While the age of 13 is when a child officially becomes eligible for a joint checking account, many banks offer debit cards to kids at any age with a parent’s consent.
Here are our top 10 picks.
Comparison of the 10 Best Debit Card for Kids Options
|$4.99 – $9.98
|1% – 2% on savings, depending on the plan
|$1.50 – $2.00 per transaction
|$2.50 – $5.99
|In-app rewards for accomplishments
|Jassby Virtual Debit Card
|None – $4.99
|No ATM access
|Rewards points can be redeemed at participating retailers
|$2 + $0.50 for every purchase that requires a PIN
|Cash rewards through Dosh
|$3 cash reward for each referral
|Axos First Checking
|Not part of any ATM network and reimburses up to $12 in ATM fees per month
|1.25% APY on savings
|Chase First Banking
|None if it is network
Greenlight is one of the more popular debit cards to teach kids financial responsibility. It’s currently used by over five million people and has a 4.8 out of 5-star rating from more than 210,000 reviews on the App Store.
Key features include:
- Instant transfers where you can send money to your kids any time
- Direct deposit for chores
- Real-time notifications about account activity on transactions and investments
- Complete spending history for maximum transparency and streamlined budgeting
- A mobile wallet that connects to Google or Apple Pay
- Spending limit controls
In terms of rewards, Greenlight is similar to many credit cards where “every swipe earns 1% cash back to savings.” Beyond that, Greenlight also offers Savings Goals to motivate kids to save by allowing them to earn up to 2%.

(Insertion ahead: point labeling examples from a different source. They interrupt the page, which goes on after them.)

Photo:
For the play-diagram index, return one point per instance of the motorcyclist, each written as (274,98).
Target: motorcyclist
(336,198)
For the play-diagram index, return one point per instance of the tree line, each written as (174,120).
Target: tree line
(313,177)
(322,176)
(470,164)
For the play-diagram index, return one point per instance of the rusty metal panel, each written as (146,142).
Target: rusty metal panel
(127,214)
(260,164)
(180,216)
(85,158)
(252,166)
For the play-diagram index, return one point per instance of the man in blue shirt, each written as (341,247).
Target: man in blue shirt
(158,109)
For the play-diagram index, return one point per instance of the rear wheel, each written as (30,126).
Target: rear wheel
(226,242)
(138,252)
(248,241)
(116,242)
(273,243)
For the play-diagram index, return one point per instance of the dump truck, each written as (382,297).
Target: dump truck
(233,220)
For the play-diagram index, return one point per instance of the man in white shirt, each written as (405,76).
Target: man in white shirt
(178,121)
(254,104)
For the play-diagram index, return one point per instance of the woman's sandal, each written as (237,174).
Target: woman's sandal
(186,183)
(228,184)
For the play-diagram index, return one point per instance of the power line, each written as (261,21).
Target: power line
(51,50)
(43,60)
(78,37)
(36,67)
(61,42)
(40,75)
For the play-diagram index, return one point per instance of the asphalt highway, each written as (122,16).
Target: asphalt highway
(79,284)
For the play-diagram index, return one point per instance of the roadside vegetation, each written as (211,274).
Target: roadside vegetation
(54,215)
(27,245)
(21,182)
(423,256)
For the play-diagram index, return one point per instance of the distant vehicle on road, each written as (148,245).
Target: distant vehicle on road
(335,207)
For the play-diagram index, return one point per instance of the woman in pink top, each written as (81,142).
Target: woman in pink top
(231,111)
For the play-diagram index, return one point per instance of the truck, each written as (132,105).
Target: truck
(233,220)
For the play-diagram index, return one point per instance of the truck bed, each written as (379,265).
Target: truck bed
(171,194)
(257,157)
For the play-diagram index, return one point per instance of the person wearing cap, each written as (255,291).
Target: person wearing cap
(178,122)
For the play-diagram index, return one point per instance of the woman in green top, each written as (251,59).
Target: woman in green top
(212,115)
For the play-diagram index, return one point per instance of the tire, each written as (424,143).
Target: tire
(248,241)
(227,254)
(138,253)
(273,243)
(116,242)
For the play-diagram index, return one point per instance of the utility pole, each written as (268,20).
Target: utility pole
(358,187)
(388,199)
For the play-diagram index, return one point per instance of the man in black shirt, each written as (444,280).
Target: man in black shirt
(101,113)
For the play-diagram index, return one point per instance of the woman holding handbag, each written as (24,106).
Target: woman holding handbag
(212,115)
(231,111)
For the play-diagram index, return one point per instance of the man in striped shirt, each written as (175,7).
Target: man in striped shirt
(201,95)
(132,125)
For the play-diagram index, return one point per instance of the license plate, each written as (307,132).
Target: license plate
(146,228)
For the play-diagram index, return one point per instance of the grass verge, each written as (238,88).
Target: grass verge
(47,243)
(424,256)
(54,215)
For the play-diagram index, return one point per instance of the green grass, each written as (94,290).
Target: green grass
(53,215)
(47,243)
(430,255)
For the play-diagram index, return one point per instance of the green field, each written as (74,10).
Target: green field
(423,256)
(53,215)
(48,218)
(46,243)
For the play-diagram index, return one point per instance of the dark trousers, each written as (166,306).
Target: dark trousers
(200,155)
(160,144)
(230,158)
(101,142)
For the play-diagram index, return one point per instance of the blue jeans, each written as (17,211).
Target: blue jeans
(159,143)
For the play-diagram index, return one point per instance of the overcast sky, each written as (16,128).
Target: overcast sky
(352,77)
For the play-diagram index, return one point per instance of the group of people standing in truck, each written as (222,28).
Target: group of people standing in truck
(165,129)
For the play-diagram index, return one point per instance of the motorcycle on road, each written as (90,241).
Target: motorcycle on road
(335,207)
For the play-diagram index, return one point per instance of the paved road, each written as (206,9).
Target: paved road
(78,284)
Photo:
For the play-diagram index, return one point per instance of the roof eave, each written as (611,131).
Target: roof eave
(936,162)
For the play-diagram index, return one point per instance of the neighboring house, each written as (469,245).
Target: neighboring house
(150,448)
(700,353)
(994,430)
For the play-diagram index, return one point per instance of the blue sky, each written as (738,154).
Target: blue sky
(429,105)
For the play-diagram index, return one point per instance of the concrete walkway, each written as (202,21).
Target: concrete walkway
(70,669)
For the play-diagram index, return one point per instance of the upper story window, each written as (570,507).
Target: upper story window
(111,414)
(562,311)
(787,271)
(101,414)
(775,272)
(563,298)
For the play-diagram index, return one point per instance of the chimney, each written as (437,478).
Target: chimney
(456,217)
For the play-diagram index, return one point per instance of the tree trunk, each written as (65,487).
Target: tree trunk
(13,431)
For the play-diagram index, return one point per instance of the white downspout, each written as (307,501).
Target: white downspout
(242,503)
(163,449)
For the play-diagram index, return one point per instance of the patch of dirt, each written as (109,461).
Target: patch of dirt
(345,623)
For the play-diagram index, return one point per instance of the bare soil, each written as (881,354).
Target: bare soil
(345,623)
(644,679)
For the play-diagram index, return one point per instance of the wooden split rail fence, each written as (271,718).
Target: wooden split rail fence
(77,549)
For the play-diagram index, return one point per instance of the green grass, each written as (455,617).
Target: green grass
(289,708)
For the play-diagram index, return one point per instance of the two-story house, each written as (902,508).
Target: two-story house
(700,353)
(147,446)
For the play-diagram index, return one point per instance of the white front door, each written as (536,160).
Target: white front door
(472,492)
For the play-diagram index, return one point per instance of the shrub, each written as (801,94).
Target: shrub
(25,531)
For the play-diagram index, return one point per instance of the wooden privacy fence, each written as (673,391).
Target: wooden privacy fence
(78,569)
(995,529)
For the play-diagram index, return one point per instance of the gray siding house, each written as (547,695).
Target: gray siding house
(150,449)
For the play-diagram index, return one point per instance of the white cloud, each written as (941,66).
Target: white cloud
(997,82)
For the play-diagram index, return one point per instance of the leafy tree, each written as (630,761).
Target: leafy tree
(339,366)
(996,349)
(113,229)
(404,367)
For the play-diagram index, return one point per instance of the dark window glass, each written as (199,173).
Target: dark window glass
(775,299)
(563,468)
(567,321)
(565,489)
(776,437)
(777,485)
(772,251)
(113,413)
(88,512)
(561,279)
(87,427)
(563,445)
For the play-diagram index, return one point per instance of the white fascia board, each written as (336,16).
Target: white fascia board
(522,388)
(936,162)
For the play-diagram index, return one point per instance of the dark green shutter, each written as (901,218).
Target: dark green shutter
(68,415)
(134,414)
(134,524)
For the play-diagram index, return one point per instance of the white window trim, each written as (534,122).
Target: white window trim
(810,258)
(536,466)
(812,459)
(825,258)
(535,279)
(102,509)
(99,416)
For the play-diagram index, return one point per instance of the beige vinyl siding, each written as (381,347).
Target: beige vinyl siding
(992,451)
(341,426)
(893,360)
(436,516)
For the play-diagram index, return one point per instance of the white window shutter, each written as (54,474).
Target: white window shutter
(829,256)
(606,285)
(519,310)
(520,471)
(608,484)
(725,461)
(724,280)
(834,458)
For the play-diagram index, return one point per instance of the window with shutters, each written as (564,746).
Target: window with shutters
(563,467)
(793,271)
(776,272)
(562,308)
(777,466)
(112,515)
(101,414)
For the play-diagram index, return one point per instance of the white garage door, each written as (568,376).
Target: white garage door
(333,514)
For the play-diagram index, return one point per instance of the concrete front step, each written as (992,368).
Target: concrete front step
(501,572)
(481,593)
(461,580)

The simplicity, transparency, and intuitiveness of this debit card are excellent for creating and reinforcing positive money management. It’s also extremely flexible, which is perfect for working on different areas of personal finance while giving parents peace of mind.
In its own words, “GoHenry is the easiest way to teach kids money skills. It comes with a kid’s debit card and app so they can learn by doing — and Money Missions to accelerate learning.”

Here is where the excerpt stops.